Plenty of speech therapists offered their take on the situation.
“Speech therapist here. Pacifier use is linked to dental issues which can impede speech development — important distinction though: speech vs language,” wrote one person. “Paci use doesn’t cause a language disorder. She didn’t harass you about it, she did her job.”
“I don’t know a single speech pathologist who wouldn’t have this opinion,” someone else chimed in. “I have even known fellow therapists that have declined to treat/referred patients (depending on the therapy type).”
Another person had an interesting opinion, writing, “As a speech therapist as well I am impressed she ONLY raised the issues 4 times in a year. That’s some great self control on her part!”
Overall, it seems no one had much sympathy for the dad.
It also appears there wasn’t much hope the dad would take any advice from the crowd.
“He won't respond to this or another post in an advice sub so he is probably just going to ignore all of this,” one person wrote.
“Right?,” someone else agreed. “Plus, he said therapy started a year ago and this is only the fourth time it’s come up. That’s not exactly pushy of the therapist, who btw, is doing their job.”
Another person also agreed. “And for saying he knows it can cause dental issues and not being worried about it!
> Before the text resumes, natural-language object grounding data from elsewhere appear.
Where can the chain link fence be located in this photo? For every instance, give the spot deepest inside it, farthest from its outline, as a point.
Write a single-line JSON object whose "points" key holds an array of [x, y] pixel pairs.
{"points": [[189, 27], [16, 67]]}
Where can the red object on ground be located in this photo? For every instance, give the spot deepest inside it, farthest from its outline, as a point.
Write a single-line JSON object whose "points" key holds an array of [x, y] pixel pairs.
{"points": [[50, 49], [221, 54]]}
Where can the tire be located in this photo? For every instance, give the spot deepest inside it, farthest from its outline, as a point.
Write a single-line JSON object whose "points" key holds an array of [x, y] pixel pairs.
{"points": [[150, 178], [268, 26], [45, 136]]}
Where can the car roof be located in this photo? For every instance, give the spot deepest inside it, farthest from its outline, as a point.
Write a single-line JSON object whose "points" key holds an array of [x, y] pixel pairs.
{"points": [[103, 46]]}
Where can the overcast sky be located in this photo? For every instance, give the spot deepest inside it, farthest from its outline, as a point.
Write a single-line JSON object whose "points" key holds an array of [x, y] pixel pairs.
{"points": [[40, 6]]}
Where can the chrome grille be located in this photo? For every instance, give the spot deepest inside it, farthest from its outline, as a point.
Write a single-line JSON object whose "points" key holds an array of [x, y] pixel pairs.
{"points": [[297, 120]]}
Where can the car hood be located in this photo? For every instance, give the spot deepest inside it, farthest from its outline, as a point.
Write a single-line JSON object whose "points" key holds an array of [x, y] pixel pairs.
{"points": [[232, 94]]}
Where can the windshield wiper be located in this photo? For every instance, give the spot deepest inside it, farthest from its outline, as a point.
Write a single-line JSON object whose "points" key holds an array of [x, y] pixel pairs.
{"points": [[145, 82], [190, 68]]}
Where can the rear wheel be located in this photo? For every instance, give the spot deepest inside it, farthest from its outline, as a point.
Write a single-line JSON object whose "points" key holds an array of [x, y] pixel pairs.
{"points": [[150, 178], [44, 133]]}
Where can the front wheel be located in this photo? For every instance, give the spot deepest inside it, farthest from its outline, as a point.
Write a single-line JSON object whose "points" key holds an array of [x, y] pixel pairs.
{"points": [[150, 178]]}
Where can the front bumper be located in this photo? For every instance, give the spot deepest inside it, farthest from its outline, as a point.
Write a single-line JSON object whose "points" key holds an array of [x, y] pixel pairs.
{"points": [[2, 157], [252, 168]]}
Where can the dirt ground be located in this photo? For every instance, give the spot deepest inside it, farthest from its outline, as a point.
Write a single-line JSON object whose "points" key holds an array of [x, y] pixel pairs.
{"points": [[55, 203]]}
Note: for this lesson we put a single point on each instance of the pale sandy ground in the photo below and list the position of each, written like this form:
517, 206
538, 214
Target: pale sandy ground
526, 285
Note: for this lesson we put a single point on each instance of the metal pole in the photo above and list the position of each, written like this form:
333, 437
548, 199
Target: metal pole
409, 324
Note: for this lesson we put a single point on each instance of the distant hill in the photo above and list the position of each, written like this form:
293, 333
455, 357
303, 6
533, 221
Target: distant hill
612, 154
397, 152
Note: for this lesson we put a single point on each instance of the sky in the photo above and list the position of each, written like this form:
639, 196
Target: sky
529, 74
What kind of [expletive] person makes a CONSCIOUS CHOICE to not worry about causing physical pain and potential trauma to their kid!?”
The bottom line, according to almost all Redditors, is that the dad should reassess his parenting.
"He thinks his parenting is being micromanaged because he sucks at parenting," they agreed.
No parents like to be judged for their parenting, but doing what’s best for our children should come before our ego.
These stories are based on posts found on Reddit. Reddit is a user-generated social news aggregation, web content rating, and discussion website where registered members submit content to the site and can up- or down-vote the content. The accuracy and authenticity of each story cannot be confirmed by our staff.